Faculty of Informatics – Università della Svizzera italiana (USI)

Language-Agnostic Integrated Queries in GraalVM Languages


Language-integrated query (LINQ) frameworks offer a convenient programming abstraction for processing in-memory collections of data, allowing developers to concisely express declarative queries using general-purpose programming languages. Existing LINQ frameworks rely on the type system of statically typed languages such as C# or Java to perform query compilation and execution. As a consequence of this design, they do not support dynamic languages such as Python, R, or JavaScript. Such languages are however very popular among data scientists, who would certainly benefit from LINQ frameworks in data-analytics applications. Besides data analytics, supporting language-integrated queries in dynamic languages would also be useful in other contexts. As an example, JavaScript and Node.js are widely used to implement data-intensive server-side applications.

A language-agnostic query engine could be implemented by following a canonical compiler design approach, i.e., implementing a common front-end query language (e.g., SQL), a common optimizer (e.g., a query planner) and language-specific backends for each target language. However, such an approach would require a lot of engineering efforts, since many conceptually similar operations need to be implemented in any backend. Moreover, integrating new query operators would require extending all language-specific backends.

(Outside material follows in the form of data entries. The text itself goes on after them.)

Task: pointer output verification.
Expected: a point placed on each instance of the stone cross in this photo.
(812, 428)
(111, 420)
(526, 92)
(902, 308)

The GraalVM project and the Truffle framework, in particular their interoperability libraries, offer a great opportunity for addressing the urgent need of LINQ frameworks on dynamic languages without incurring in the penalties mentioned above. In particular, query operators can be implemented with Truffle nodes, exploiting the automatic partial evaluation offered by the Graal compiler for generating efficient machine code for a given query. Moreover, leveraging the Truffle interoperability libraries, there is no need to replicate the implementation of similar operations in multiple backends, since entities of languages implemented with Truffle, e.g., objects and functions, can be accessed through interoperability libraries.

The described approach is the key idea behind the design of DynQ, a novel query engine targeting GraalVM languages. DynQ can execute SQL queries combining data from multiple sources, namely in-memory object collections as well as on-file data and external database systems. We have evaluated DynQ with in-memory data-intensive workloads on R and JavaScript. The evaluation on R has targeted data analytics workloads, comparing the performance of DynQ against the R data.table package and the embedded database DuckDB1 on the TPC-H dataset, using a set of simple queries proposed in stream-fusion-engine2 as micro-benchmark and the TPC-H queries as macro-benchmark. Our evaluation shows that DynQ outperforms both the baselines in most of the queries. Concerning JavaScript, we evaluated DynQ on the same micro-benchmark, against hand-optimized JavaScript implementation as well as implementations that leverage Lodash, which is arguably the most efficient streaming library for JavaScript. Moreover, we also evaluated DynQ on existing codebases, by implementing existing Node.js libraries using DynQ. Our evaluations show that DynQ outperforms both the baselines in all the evaluated workloads. A research paper describing this work has been accepted at VLDB’21 [1]. An extended version has been published in The VLDB Journal [2]


Key Publications


[1] Filippo Schiavio, Daniele Bonetta, Walter Binder: Language-Agnostic Integrated Queries in a Managed Polyglot Runtime. Proc. VLDB Endow. 14(8): 1414-1426 (2021) [pdf][video][slides]

[2] Filippo Schiavio, Daniele Bonetta, Walter Binder: DynQ: A Dynamic Query Engine with Query-reuse Capabilities Embedded in a Polyglot Runtime. The VLDB Journal (2023) [pdf]


Software


DynQ is released open-source on GitHub.


References


1 M. Raasveldt, and H. Mühleisen. “Data Management for Data Science-Towards Embedded Analytics”. CIDR 2020
2 A. Shaikhha, M. Dashti, and C. Koch. “Push versus Pull-based Loop Fusion in Query Engines”. Journal of Functional Programming 2018.